JJ Rizal: Kita harus punya keberanian dan keberanian itu sudah kita tekadkan berkali-kali sejak tahun 1998. Kita ingin menulis ulang sejarah. Setiap era presiden yang naik ke bangku kekuasaan selalu berkata ingin menjernihkan peristiwa itu. Beberapa sudah kelihatan. Tahun 2004 misalnya, ada kurikulum baru yang mencoba mamberikan tambahan pelajaran di bangku-bangku sekolah tentang peritiwa 1965 dan terkait sejarah yang lain yang kontroversi. Tapi tiba-tiba kurikulum diganti. Kemudian, penulisan buku babon sejarah nasional Indonesia yang menjadi sumber dari semua sumber buku-buku pelajaran dari bangku sekolah dasar sampai universitas itu tidak pernah dilakukan. Jadi, sebenarnya kita bangsa–sering menyebut jas merah mengutip Bung Karno, tapi sebenarnya kita tidak perah mengenakan jas merah untuk diri kita sendiri. Karena kita lebih berpikir seperti Pak Harto, โmasa lalu itu, ya sudah dikubur saja tidak usah diingat-ingat, karena kalau diingat maka seluruh struktur bangunan kekuasaan yang korup, yang keji kejam, kotor terhadap kemanusiaan itu akan terungkap.โ Kita bisa memulai sebuah era baru pergaulan kebangsaan untuk mengenali pancasila secara lebih benar.

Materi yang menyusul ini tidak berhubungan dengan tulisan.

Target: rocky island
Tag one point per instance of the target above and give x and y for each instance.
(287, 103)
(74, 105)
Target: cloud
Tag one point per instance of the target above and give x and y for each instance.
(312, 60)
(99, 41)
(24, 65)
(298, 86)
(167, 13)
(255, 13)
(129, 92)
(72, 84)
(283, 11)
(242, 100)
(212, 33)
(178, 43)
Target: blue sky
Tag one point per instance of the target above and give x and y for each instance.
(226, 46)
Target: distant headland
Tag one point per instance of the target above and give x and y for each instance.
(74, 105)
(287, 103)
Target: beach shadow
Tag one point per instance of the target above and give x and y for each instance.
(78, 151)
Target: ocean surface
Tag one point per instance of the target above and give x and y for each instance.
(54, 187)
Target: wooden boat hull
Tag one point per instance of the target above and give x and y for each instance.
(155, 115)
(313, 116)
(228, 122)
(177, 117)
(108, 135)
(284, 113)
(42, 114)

Nadia: Sampai sekarang ini belum ada yang berani untuk meluruskan dan menjernihkan itu?
JJ Rizal: Iya. Contohnya Pak Presiden sendiri kan nonton bareng paginya. Kemudian memimpin upacara di lubang buaya. Itu semua kan praktek Orde Baru. Artinya kalau di dalam nawacita sejarah disebut dengan terang-terangan oleh Pak Jokowi sebagai sumber aspirasi dan inspirasi kita menatap masa depan. Artinya Pak Jokowi itu sudah mengkhianati nawacita nya. Ini menurut saya mengecewakan sekali dengan tujuan-tujuan kita mengoreksi masalalu.
Nadia: Bagaimana anjuran Anda terhadap anak muda sekarang di era milenial kalau kita berkaca pada kasus 1965 dan pemutaran kembali film Penghianatan G 30S/ PKI?
JJ Rizal: Menurut saya yang harus dilakukan adalah membaca lebih banyak dan melek terhadap informasi, terbuka terhadap informasi dan bersifat skeptis. Sebab, orang tua mereka dan negara telah abai terhadap masa lalu dan malah ada kecenderungan untuk terlibat dengan dosa masa lalu dalam membuat kebohongan sejarah. (Fera Asmiana/Heri C Santoso)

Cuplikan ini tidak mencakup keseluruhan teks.